Figures in the report showed that seven of the eight largest players in the Irish motor industry lost money on insurance policies in 2015, which is the main factor contributing to the upwards trajectory in rates.
“We see further rate rises this year and possibly next year,” Eamonn Hughes, head of research at Goodbody Stockbrokers, told Fora.
“We would typically forecast insurance rates to move up roughly in line with the consumer price index, but certainly in the short term we’ve got the rises higher than that.”
Individual losses at the big insurers in the Irish motor market ranged from €17.4 million at Zurich to €101.8 million at FBD. Aviva was the only company in the space to make a profit on underwriting, registering a return of €5.7 million.
The significant losses at FBD can be partially attributed to major restructuring plans at the company in recent years, according to Hughes.
In the coming weeks, an updated Book of Quantum, a guide published in 2004 to inform payouts for injuries claims, is set to be published.
Hughes said this updated version could help reduce insurance rates in the long term by lowering the payouts given for claims, but insurance companies will still need to raise rates in the near future in order to return to profitability.

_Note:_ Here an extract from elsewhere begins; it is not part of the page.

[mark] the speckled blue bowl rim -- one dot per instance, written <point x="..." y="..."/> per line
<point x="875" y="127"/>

“Even as a minimum to get back to break even, it requires rates to go up, but insurers will be trying to get to a resumption of profitability because when they start to deliver profits then, it might start to alleviate some pressures on rates,” he said.

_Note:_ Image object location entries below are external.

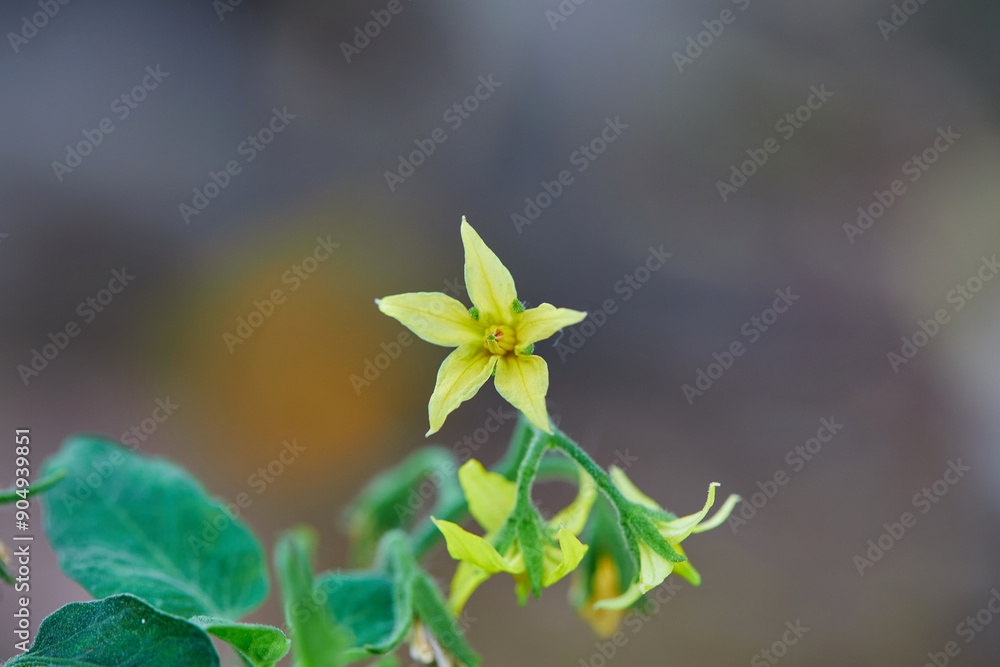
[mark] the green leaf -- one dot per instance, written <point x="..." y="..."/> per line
<point x="316" y="641"/>
<point x="4" y="564"/>
<point x="396" y="497"/>
<point x="120" y="631"/>
<point x="432" y="609"/>
<point x="8" y="496"/>
<point x="364" y="603"/>
<point x="257" y="645"/>
<point x="126" y="523"/>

Last year, the operating expenses for the industry as a percentage of revenue stood at 139%, which meant the loss made was 39% bigger than the premiums that were written in 2015.
Hughes also highlighted the shortfall in motor insurers’ investment income as another reason why there will likely be bad news for businesses and consumers whose premiums are up for renewal soon.
Investment income across all motor insurers in 2015 was down from €75 million to €51.8 million, which has resulted in insurers focusing on trying to boost profits from insurance policies.
“Typically 10 years ago, insurers would sometimes lose money on underwriting but they make it up on quite large levels of investment income and net would have profits,” he said.
“We’re in an environment where insurers are generating investment returns of 1%, so actually they don’t have that offset of reasonably high investment income and need to raise rates.”
Earlier this year, Fianna Fáil finance spokesman Michael McGrath said that motor claim payouts were not the cause of soaring car insurance premiums.
Figures released in the Dail by McGrath showed that insurers paid out more money on claims during 2011 and 2012 than they did in 2014.
The data he obtained from the Central Bank showed that insurance companies paid out €1.01 billion in 2014, which is lower than the €1.5 billion from 2011 and €1.06 billion in 2012. However, in 2013, roughly €987 million was paid as part of successful claims.